Fusion of honeyed sweets and fancy footwear led Tal Spiegel on a culinary exploration.

Update: 2017-07-21 07:32 GMT
Passion fruit, rhubarb and strawberry macarons paired with sunny yellow shoes (Left). Rubik's cube paired with funky shoes. (Photo: Instagram / Desserted in Paris)

French General Napoleon Bonaparte once said: There is no such thing as accident; it is fate misnamed.

Tal Spiegel had no idea what he thought was a chance for an interesting photo would take him on a culinary adventure across Paris.

It began with a colourful cake in hand and nice shoes to match. The 34-year-old thought the two together looked aesthetically pleasing and decided to capture the pretty look with a photo and post it on Instagram

Unbeknownst to him, the fusion of delectable food and fancy footwear became an instant hit online. Soon Spiegel got creative on his page Desserted in Paris, which explores the best desserts Paris he calls the "city for patisserie lovers", has to offer.

Spiegel posts pictures of himself holding a divine French treat which pair well with the colour of his shoes. In one, gold colour macarons are matched perfectly with yellow loafers. In another, a bright pair of red shoes compliments a Mother's Day strawberry heart-shaped cake.
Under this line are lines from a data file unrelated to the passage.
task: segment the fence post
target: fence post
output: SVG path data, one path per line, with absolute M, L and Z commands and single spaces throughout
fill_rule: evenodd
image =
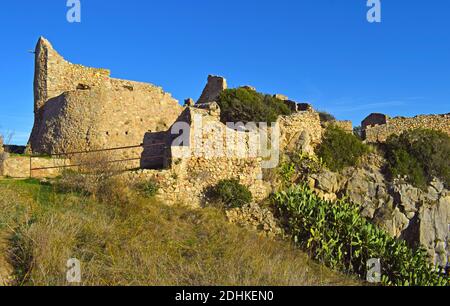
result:
M 31 159 L 32 159 L 32 158 L 33 158 L 33 156 L 30 154 L 30 179 L 33 178 L 33 175 L 32 175 L 32 173 L 31 173 L 31 172 L 33 171 L 33 170 L 31 170 L 31 169 L 33 169 L 33 168 L 32 168 L 32 164 L 31 164 Z

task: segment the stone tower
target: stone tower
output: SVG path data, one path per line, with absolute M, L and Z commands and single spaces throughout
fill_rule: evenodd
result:
M 139 145 L 182 111 L 160 87 L 71 64 L 41 37 L 35 52 L 33 153 Z

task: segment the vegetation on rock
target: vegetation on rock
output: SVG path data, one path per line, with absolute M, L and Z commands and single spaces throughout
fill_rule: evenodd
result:
M 325 111 L 319 111 L 319 117 L 320 117 L 320 122 L 322 122 L 322 123 L 336 121 L 335 116 L 333 116 L 332 114 L 325 112 Z
M 159 191 L 159 185 L 155 180 L 149 180 L 147 182 L 138 184 L 138 186 L 136 187 L 143 196 L 148 198 L 156 196 Z
M 369 147 L 358 137 L 344 130 L 329 126 L 317 154 L 333 171 L 341 171 L 345 167 L 356 166 L 359 159 L 369 152 Z
M 366 276 L 367 262 L 381 259 L 385 285 L 450 285 L 435 271 L 422 249 L 412 250 L 359 214 L 346 200 L 321 200 L 309 188 L 294 185 L 273 197 L 294 241 L 333 269 Z
M 252 193 L 236 179 L 222 180 L 209 192 L 210 198 L 225 208 L 239 208 L 252 201 Z
M 276 122 L 280 115 L 290 115 L 286 104 L 271 95 L 264 95 L 249 88 L 227 89 L 217 103 L 221 109 L 221 121 L 226 122 Z
M 450 136 L 443 132 L 416 129 L 391 136 L 386 142 L 391 178 L 425 188 L 433 177 L 450 186 Z

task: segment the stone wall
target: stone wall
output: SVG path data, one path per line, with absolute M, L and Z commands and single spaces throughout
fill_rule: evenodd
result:
M 227 80 L 220 76 L 208 76 L 208 83 L 203 89 L 202 95 L 197 101 L 197 104 L 214 102 L 220 94 L 228 88 Z
M 304 151 L 313 154 L 314 148 L 322 142 L 323 128 L 319 113 L 310 110 L 281 116 L 280 151 Z
M 334 126 L 346 131 L 349 134 L 353 134 L 353 123 L 350 120 L 335 120 L 324 123 L 324 127 Z
M 370 117 L 370 116 L 369 116 Z M 369 118 L 368 117 L 368 118 Z M 370 118 L 369 118 L 370 119 Z M 445 115 L 420 115 L 413 118 L 385 117 L 385 124 L 376 122 L 370 123 L 365 120 L 365 129 L 363 133 L 365 140 L 369 143 L 385 142 L 390 135 L 400 135 L 401 133 L 417 128 L 426 128 L 431 130 L 442 131 L 450 135 L 450 114 Z M 381 121 L 383 122 L 383 121 Z M 373 124 L 373 125 L 370 125 Z
M 161 187 L 159 197 L 169 204 L 205 205 L 207 189 L 220 180 L 232 178 L 248 186 L 255 200 L 268 195 L 268 188 L 262 181 L 262 159 L 251 149 L 260 145 L 259 133 L 228 128 L 220 122 L 216 103 L 186 107 L 176 124 L 166 135 L 151 133 L 147 136 L 149 141 L 167 143 L 169 152 L 164 161 L 167 169 L 139 171 L 128 174 L 130 178 L 156 180 Z M 172 131 L 176 135 L 172 135 Z M 185 138 L 177 142 L 181 135 Z M 148 151 L 144 157 L 151 157 L 152 153 L 160 154 Z
M 152 84 L 109 77 L 109 71 L 73 65 L 41 38 L 36 47 L 34 153 L 133 146 L 148 131 L 165 131 L 182 107 Z M 125 158 L 142 150 L 127 150 Z
M 63 159 L 52 159 L 44 157 L 33 157 L 30 167 L 30 157 L 27 156 L 8 156 L 0 161 L 0 176 L 11 177 L 11 178 L 53 178 L 61 174 L 63 168 L 53 168 L 60 167 L 63 165 L 69 165 L 68 160 Z M 52 168 L 52 169 L 42 169 L 33 170 L 33 168 Z

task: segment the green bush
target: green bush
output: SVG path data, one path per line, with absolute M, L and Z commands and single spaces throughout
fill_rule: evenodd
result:
M 247 88 L 227 89 L 218 98 L 221 121 L 226 122 L 276 122 L 280 115 L 292 111 L 280 99 Z
M 222 180 L 210 191 L 210 198 L 225 208 L 242 207 L 252 201 L 252 193 L 236 179 Z
M 322 123 L 336 121 L 335 116 L 333 116 L 332 114 L 330 114 L 328 112 L 324 112 L 324 111 L 319 111 L 319 118 L 320 118 L 320 122 L 322 122 Z
M 450 186 L 450 136 L 416 129 L 393 135 L 386 142 L 388 171 L 392 178 L 406 176 L 417 187 L 426 187 L 433 177 Z
M 278 175 L 283 186 L 305 181 L 311 174 L 320 173 L 326 167 L 323 160 L 307 153 L 292 153 L 284 156 L 278 167 Z
M 384 285 L 450 285 L 424 250 L 413 250 L 369 223 L 356 204 L 321 200 L 304 186 L 276 193 L 274 202 L 295 243 L 331 268 L 365 277 L 367 261 L 379 258 Z
M 360 157 L 369 152 L 369 147 L 358 137 L 344 130 L 329 126 L 317 148 L 317 154 L 333 171 L 340 171 L 345 167 L 356 166 Z
M 148 198 L 153 198 L 159 191 L 159 185 L 154 180 L 149 180 L 137 186 L 138 191 Z

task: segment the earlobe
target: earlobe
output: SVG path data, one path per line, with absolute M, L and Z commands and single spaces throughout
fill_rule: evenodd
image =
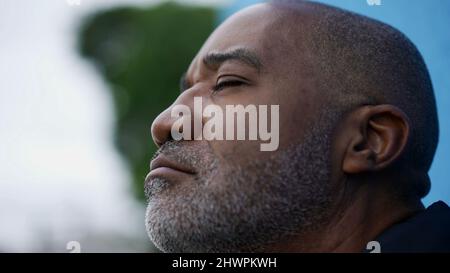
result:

He says the process to match them is instinctive. "I look at the colours and textures and I know what shoe I want," he reveals. His pictures gain thousands of likes and a growing following.

Since the unexpected recognition he said "the rest is history". Today Spiegel, a former graphic designer in Tel Aviv, is now living out his dream as a pastry chef in France. Moving to the business was a smooth transition. "I think pastry and design are somehow very similar," he said.

He had moved to the country to pursue his passion and master the art at the Ferrandi School of Culinary Arts, a legendary French patisserie academy. What does Tal like about patisserie? "Everything," he responds. "It really symbolizes everything that's good in life for me".

Spiegel also revealed his favourite desert he has created is a coffee cardamom cake which is inspired by the one his mother used to make when he was a child.

The proud chef also has a new book called 'Patisseries de Paris' which features his popular photos and is a guide to explore the best patisserie in Paris.

His advice for those wanting to pursue their passion: "Break your own boundaries and don't be afraid to be different."